Apakah yang lebih sunyi dari keramaian? Sebuah pertanyaan yang seolah mustahil, namun justru dalam sunyi itu, gerakan mahasiswa hari ini bergerak. Di jalan-jalan, di ruang-ruang kelas, di berbagai sudut kampus dan media sosial, mereka berdiri, bersuara, berbagi kata. Mereka menuntut perubahan. Tetapi ada apa dengan gerakan mahasiswa kini, yang di masa lalu begitu menggema, namun hari ini—apakah kita bisa mendengarnya dengan sebenar-benarnya?
Di era Soeharto, mahasiswa bagaikan obor yang menyala di tengah malam yang pekat. Suara mereka adalah suara rakyat, dan ketika mereka berbicara, seakan seluruh negeri berhenti dan mendengarkan. Mereka menggetarkan lapisan kekuasaan dengan demonstrasi, orasi, dan keberanian. Namun, di era digital ini, perlawanan mungkin tidak selalu sesederhana turun ke jalan. Sebuah generasi terlahir di tengah revolusi informasi; mereka terhubung secara daring, di mana ribuan tweet dan posting mengalir dalam hitungan detik. Pertanyaannya: apakah gerakan yang berseru dari layar kaca memiliki dampak yang sama dengan teriakan di jalanan?
Gerakan mahasiswa hari ini adalah gerakan yang terfragmentasi, berwarna-warni, dan mungkin lebih cair dari yang pernah ada. Mereka memperjuangkan isu yang lebih beragam: dari isu lingkungan, pendidikan, hak asasi manusia, hingga politik dan ekonomi. Di satu sisi, ini adalah kekuatan: mereka melihat ketidakadilan di berbagai aspek dan memusatkan perhatian pada hal-hal yang dulunya dianggap terlalu kecil atau tak penting. Di sisi lain, keragaman ini membawa mereka pada risiko kehilangan fokus. Gerakan yang terpecah-pecah, terkadang terlalu individualistik, bisa menjauhkan mahasiswa dari sebuah “ruh” pergerakan yang kolektif.
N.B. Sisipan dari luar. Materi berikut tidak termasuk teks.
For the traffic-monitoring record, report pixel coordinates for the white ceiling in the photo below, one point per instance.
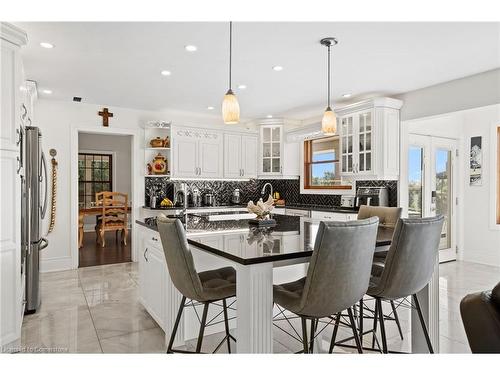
(119, 64)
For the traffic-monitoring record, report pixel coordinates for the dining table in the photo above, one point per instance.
(254, 262)
(90, 211)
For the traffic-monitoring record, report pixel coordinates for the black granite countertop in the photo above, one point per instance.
(308, 207)
(293, 206)
(191, 208)
(256, 244)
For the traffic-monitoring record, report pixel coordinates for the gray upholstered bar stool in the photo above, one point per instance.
(388, 217)
(408, 268)
(205, 287)
(337, 277)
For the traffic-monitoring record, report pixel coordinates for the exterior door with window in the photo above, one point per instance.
(95, 174)
(432, 186)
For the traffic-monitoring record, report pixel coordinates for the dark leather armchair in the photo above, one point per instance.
(481, 318)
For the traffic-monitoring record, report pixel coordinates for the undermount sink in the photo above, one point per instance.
(221, 216)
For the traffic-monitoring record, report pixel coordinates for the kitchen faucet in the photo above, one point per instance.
(264, 188)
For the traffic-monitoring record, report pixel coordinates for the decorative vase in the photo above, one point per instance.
(160, 164)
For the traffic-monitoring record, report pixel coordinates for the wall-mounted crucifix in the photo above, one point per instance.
(105, 116)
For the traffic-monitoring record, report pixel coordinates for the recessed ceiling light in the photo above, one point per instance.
(46, 45)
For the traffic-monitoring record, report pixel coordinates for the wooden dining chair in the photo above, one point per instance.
(113, 216)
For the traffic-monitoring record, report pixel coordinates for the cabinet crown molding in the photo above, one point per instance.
(13, 34)
(369, 103)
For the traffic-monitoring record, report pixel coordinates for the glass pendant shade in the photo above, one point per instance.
(329, 122)
(230, 108)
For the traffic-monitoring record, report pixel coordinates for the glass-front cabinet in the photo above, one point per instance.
(365, 142)
(369, 133)
(271, 149)
(357, 151)
(347, 149)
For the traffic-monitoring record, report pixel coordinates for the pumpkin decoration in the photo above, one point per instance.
(160, 164)
(156, 142)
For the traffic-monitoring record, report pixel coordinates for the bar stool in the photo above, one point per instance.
(337, 277)
(388, 217)
(205, 287)
(408, 268)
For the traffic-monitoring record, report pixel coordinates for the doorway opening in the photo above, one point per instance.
(432, 186)
(104, 198)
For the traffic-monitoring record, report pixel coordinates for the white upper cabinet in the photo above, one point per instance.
(240, 156)
(211, 156)
(277, 158)
(369, 133)
(197, 153)
(249, 150)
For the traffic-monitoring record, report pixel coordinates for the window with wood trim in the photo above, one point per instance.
(498, 174)
(95, 174)
(322, 164)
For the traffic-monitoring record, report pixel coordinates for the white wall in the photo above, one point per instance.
(479, 239)
(56, 119)
(470, 92)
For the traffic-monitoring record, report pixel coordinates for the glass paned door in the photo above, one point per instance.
(415, 181)
(432, 186)
(443, 193)
(271, 149)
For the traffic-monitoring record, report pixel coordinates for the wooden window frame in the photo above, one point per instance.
(108, 181)
(307, 169)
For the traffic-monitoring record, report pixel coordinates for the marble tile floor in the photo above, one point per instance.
(96, 310)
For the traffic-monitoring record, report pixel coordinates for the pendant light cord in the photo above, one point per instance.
(230, 50)
(328, 75)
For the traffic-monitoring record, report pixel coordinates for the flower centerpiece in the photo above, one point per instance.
(262, 210)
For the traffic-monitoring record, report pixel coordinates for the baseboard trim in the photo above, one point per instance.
(56, 264)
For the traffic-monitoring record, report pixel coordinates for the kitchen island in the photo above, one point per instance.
(261, 257)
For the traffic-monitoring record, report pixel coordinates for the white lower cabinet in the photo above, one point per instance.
(152, 278)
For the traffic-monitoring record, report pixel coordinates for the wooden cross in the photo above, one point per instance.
(105, 116)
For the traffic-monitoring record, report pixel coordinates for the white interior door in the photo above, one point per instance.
(432, 186)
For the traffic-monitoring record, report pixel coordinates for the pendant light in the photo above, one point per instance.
(329, 121)
(230, 106)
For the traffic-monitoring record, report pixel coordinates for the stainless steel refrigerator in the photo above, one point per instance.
(34, 185)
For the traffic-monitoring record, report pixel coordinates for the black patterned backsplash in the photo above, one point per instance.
(251, 190)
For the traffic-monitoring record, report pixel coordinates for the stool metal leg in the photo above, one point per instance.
(396, 318)
(335, 330)
(304, 335)
(354, 330)
(422, 322)
(226, 324)
(361, 318)
(375, 320)
(382, 325)
(202, 327)
(176, 325)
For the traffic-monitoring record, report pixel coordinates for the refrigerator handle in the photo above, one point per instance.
(43, 243)
(44, 178)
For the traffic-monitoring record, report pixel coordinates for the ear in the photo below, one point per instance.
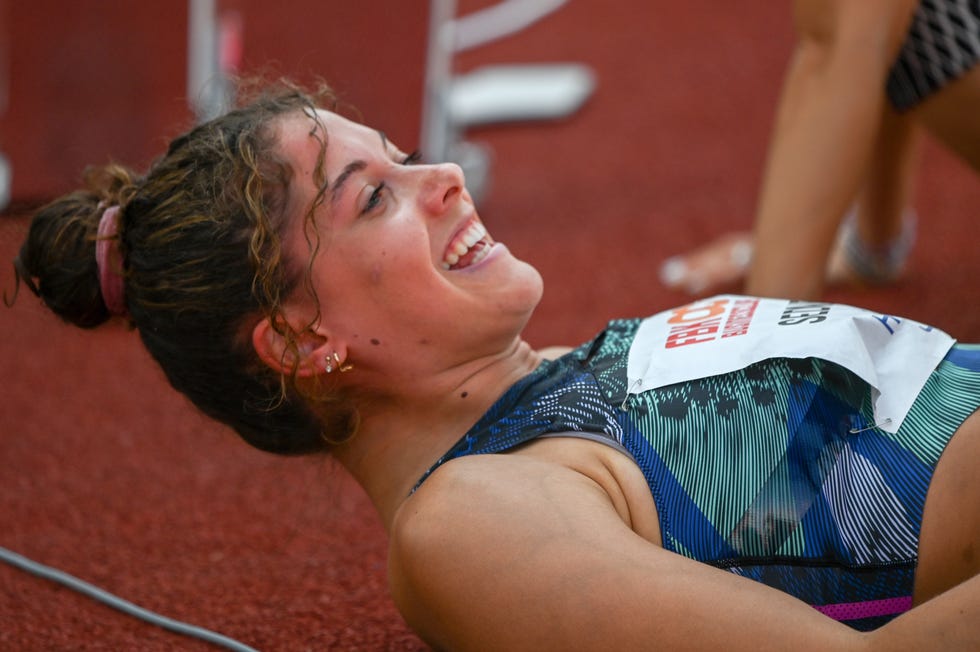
(308, 357)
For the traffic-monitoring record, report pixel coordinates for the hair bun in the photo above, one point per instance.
(57, 260)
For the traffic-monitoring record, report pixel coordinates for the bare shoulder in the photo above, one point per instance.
(483, 529)
(552, 352)
(522, 551)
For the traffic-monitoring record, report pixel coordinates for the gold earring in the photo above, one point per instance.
(344, 368)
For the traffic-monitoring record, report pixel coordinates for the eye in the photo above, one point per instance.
(374, 200)
(412, 158)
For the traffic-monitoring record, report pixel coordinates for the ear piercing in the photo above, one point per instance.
(332, 359)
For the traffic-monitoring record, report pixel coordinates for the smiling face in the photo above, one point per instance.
(405, 275)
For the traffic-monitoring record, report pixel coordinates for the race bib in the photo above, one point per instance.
(725, 333)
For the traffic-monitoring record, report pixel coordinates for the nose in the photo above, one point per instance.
(443, 185)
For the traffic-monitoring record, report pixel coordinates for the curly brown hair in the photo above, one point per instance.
(201, 241)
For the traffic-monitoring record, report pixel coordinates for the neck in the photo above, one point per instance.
(401, 438)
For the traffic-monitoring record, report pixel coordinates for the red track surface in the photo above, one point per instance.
(107, 474)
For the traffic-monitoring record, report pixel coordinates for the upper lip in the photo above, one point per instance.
(471, 228)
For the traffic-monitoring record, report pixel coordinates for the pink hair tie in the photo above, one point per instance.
(109, 261)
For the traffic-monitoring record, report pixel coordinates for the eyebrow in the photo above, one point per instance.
(351, 168)
(338, 185)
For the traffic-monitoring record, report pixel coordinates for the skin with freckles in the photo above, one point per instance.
(340, 297)
(526, 550)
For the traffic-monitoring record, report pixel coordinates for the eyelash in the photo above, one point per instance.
(375, 197)
(412, 158)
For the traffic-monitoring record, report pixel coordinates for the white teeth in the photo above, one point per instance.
(473, 234)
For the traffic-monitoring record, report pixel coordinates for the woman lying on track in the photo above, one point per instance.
(732, 474)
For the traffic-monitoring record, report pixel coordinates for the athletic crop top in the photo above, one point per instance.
(775, 471)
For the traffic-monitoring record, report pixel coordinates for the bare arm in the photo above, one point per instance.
(506, 552)
(824, 137)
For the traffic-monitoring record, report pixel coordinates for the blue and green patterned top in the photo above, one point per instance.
(774, 472)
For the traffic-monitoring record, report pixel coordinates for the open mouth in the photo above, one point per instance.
(470, 246)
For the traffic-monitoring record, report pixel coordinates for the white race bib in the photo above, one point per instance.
(728, 332)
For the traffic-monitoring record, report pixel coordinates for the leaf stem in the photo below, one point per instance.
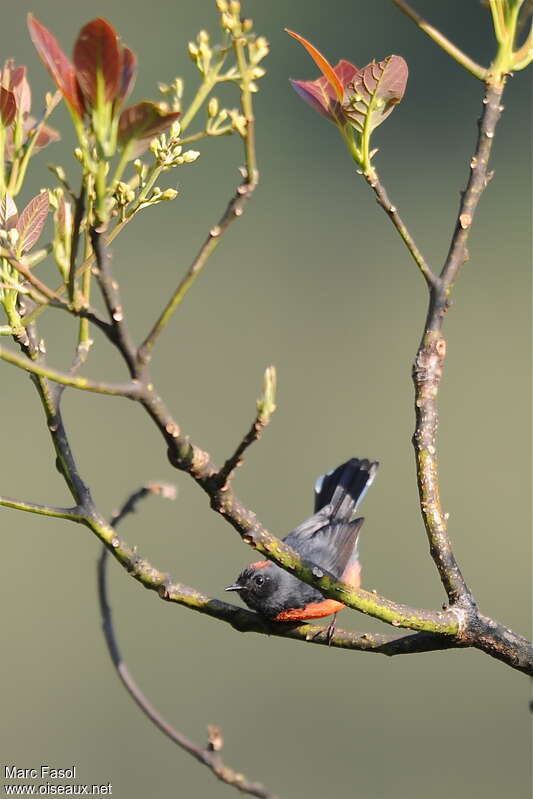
(443, 42)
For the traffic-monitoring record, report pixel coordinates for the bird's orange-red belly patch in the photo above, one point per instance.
(315, 610)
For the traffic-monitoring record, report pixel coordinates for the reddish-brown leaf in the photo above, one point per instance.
(58, 65)
(375, 91)
(8, 213)
(127, 75)
(45, 137)
(14, 79)
(142, 122)
(31, 221)
(97, 51)
(322, 63)
(8, 106)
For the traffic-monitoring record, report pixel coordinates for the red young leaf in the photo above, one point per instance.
(375, 91)
(14, 79)
(97, 52)
(58, 65)
(8, 106)
(143, 122)
(31, 221)
(8, 213)
(319, 93)
(322, 63)
(128, 74)
(45, 137)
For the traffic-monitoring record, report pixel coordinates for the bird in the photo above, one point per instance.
(328, 539)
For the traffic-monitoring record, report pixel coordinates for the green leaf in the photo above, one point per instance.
(374, 93)
(31, 222)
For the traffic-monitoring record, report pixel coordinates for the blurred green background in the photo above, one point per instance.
(315, 280)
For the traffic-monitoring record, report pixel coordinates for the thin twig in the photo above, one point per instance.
(79, 211)
(265, 408)
(449, 47)
(208, 756)
(52, 298)
(427, 369)
(392, 212)
(73, 514)
(130, 389)
(111, 294)
(234, 210)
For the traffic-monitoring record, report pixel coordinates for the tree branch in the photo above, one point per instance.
(111, 294)
(449, 47)
(73, 514)
(392, 212)
(265, 408)
(427, 369)
(83, 383)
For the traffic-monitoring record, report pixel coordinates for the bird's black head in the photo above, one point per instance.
(257, 584)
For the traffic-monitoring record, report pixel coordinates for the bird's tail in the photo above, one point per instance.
(344, 487)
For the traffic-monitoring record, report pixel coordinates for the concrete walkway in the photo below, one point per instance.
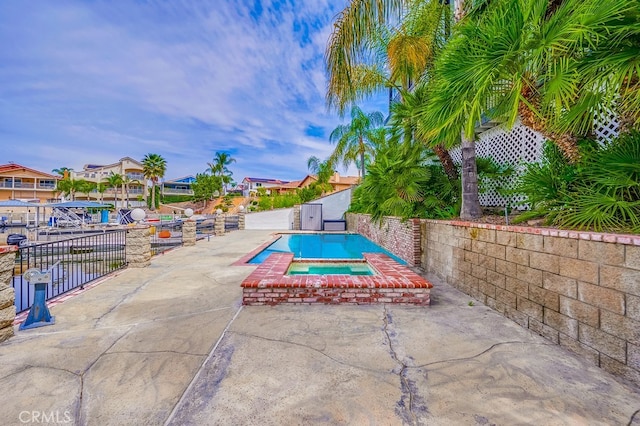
(171, 344)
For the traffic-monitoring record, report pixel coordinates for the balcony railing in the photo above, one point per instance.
(27, 185)
(177, 191)
(136, 176)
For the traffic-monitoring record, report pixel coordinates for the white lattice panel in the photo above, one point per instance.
(606, 126)
(522, 145)
(515, 147)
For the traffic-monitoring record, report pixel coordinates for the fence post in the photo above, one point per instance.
(218, 227)
(7, 295)
(138, 245)
(189, 233)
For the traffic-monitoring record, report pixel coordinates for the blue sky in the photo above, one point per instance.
(94, 81)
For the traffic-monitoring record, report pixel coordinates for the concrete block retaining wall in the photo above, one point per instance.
(580, 290)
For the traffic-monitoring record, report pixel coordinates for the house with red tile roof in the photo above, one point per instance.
(18, 182)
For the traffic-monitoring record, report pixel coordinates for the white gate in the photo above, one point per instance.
(311, 217)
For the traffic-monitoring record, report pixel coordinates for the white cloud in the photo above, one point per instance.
(183, 79)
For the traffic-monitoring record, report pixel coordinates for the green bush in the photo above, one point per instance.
(600, 193)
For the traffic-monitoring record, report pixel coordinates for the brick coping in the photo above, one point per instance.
(627, 239)
(390, 274)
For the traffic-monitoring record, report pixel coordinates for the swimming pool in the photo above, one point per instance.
(323, 246)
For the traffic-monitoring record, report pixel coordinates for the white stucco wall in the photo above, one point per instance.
(334, 205)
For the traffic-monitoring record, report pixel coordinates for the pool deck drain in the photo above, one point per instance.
(393, 283)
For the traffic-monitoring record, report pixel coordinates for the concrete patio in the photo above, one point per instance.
(172, 344)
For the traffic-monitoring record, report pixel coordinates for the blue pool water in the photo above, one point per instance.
(323, 246)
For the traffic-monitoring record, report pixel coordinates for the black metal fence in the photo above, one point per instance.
(74, 262)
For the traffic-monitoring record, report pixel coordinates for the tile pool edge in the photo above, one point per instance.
(394, 283)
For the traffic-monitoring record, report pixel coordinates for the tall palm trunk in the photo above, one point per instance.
(153, 195)
(470, 202)
(362, 157)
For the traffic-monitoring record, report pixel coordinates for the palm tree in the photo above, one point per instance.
(356, 139)
(219, 168)
(323, 171)
(365, 58)
(154, 167)
(403, 123)
(526, 59)
(114, 180)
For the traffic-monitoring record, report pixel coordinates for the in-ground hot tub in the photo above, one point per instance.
(392, 282)
(330, 268)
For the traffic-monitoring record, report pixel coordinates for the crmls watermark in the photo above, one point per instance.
(58, 417)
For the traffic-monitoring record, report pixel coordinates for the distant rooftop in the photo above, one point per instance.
(264, 180)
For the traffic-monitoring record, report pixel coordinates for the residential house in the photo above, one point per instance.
(251, 185)
(180, 186)
(337, 182)
(19, 182)
(128, 195)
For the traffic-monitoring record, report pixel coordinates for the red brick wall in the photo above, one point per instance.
(400, 238)
(269, 284)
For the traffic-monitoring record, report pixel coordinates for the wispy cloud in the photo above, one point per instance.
(90, 82)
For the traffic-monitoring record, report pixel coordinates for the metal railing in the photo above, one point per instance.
(82, 260)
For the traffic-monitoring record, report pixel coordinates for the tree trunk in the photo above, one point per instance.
(446, 161)
(470, 202)
(153, 196)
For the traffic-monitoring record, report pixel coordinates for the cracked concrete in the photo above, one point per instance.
(171, 344)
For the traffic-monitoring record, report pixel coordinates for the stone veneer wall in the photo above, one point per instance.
(7, 295)
(138, 246)
(400, 238)
(189, 233)
(580, 290)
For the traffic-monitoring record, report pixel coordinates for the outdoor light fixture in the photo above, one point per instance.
(137, 215)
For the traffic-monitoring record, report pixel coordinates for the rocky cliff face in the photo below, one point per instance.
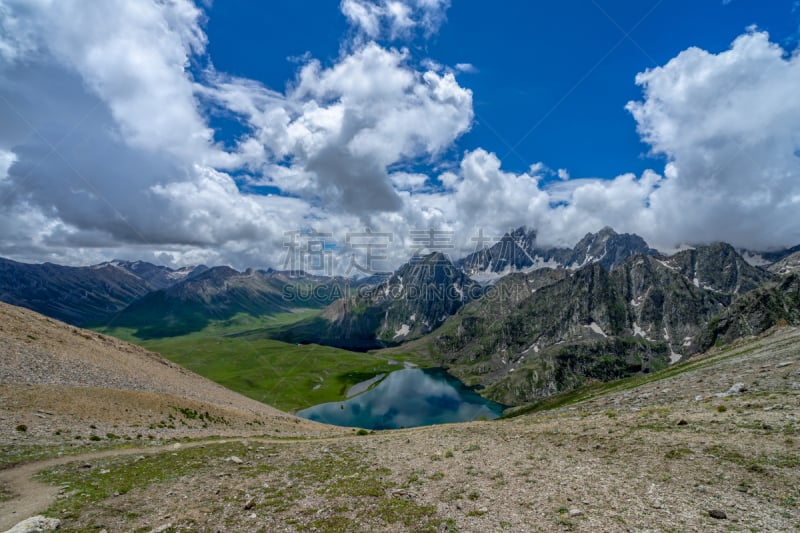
(776, 303)
(786, 265)
(220, 293)
(593, 324)
(413, 301)
(84, 295)
(76, 295)
(518, 251)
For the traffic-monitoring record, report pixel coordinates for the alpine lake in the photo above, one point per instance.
(406, 398)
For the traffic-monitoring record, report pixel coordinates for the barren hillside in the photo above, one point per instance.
(707, 445)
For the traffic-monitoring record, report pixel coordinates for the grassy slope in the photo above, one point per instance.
(286, 376)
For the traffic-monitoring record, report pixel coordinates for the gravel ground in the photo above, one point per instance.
(712, 449)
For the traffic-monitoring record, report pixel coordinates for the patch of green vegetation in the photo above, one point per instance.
(755, 463)
(599, 389)
(287, 376)
(128, 473)
(13, 454)
(410, 514)
(677, 453)
(5, 494)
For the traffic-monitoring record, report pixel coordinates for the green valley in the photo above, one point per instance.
(236, 354)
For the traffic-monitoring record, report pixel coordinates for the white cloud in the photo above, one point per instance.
(728, 125)
(108, 151)
(468, 68)
(395, 19)
(341, 127)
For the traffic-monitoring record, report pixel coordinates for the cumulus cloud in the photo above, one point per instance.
(106, 149)
(340, 127)
(728, 125)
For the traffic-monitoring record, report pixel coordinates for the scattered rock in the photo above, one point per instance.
(36, 523)
(736, 388)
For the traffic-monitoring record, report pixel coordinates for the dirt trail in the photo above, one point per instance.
(30, 497)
Lantas, apakah mereka berhenti di situ? Di sini ada sebuah ironi—dalam kecepatan informasi, sering kali kita terlalu cepat puas pada tanda-tanda. Sebuah tagar trending, sebuah petisi dengan ribuan tanda tangan. Bukankah ini juga sebentuk ilusi kemenangan? Gerakan yang cepat dan menyala-nyala seperti api unggun di tengah angin, namun berisiko padam dalam hitungan menit.
Dan jangan lupa, pemerintah hari ini tidak lagi memakai cara lama untuk menekan. Ketika sensor fisik semakin ditinggalkan, mereka beralih pada algoritma. Mereka bisa menyusup dengan cara yang lebih lembut, membelokkan opini melalui arus informasi yang tanpa kita sadari diatur oleh mesin. Sekarang, di dunia yang semakin canggih, mahasiswa tak hanya harus mengalahkan aparat yang kasat mata, tetapi juga algoritma yang tak pernah tampak.
Di sini saya teringat sebuah catatan, sebuah peringatan dari Albert Camus. Dia berkata, “Orang harus memiliki dua pilihan: berbuat atau tidak berbuat, melawan atau menyerah.” Gerakan mahasiswa hari ini bukan hanya soal melawan, tetapi soal memilih melawan dengan cara yang lebih cerdas. Pertanyaannya, sejauh mana mereka berani keluar dari bayang-bayang layar, dari keamanan dunia virtual, dan menghadapi kenyataan fisik yang lebih berisiko?
Saya tidak ingin terdengar pesimis. Seperti halnya gerakan mahasiswa di masa lalu yang tumbuh dalam diam, saya yakin di balik layar-layar ponsel dan komputer, ada mereka yang sedang berpikir, merancang, dan berusaha melawan. Gerakan mahasiswa mungkin telah berubah wujud, tetapi semangat itu tidak hilang. Mereka adalah produk dari zaman yang terus bergerak, zaman yang mencetak mereka menjadi pejuang dengan gaya yang berbeda. Sunyi dalam keramaian, gerakan ini, pada akhirnya, tetaplah sebuah pencarian akan keadilan—sebuah jalan yang tak pernah tuntas dilalui.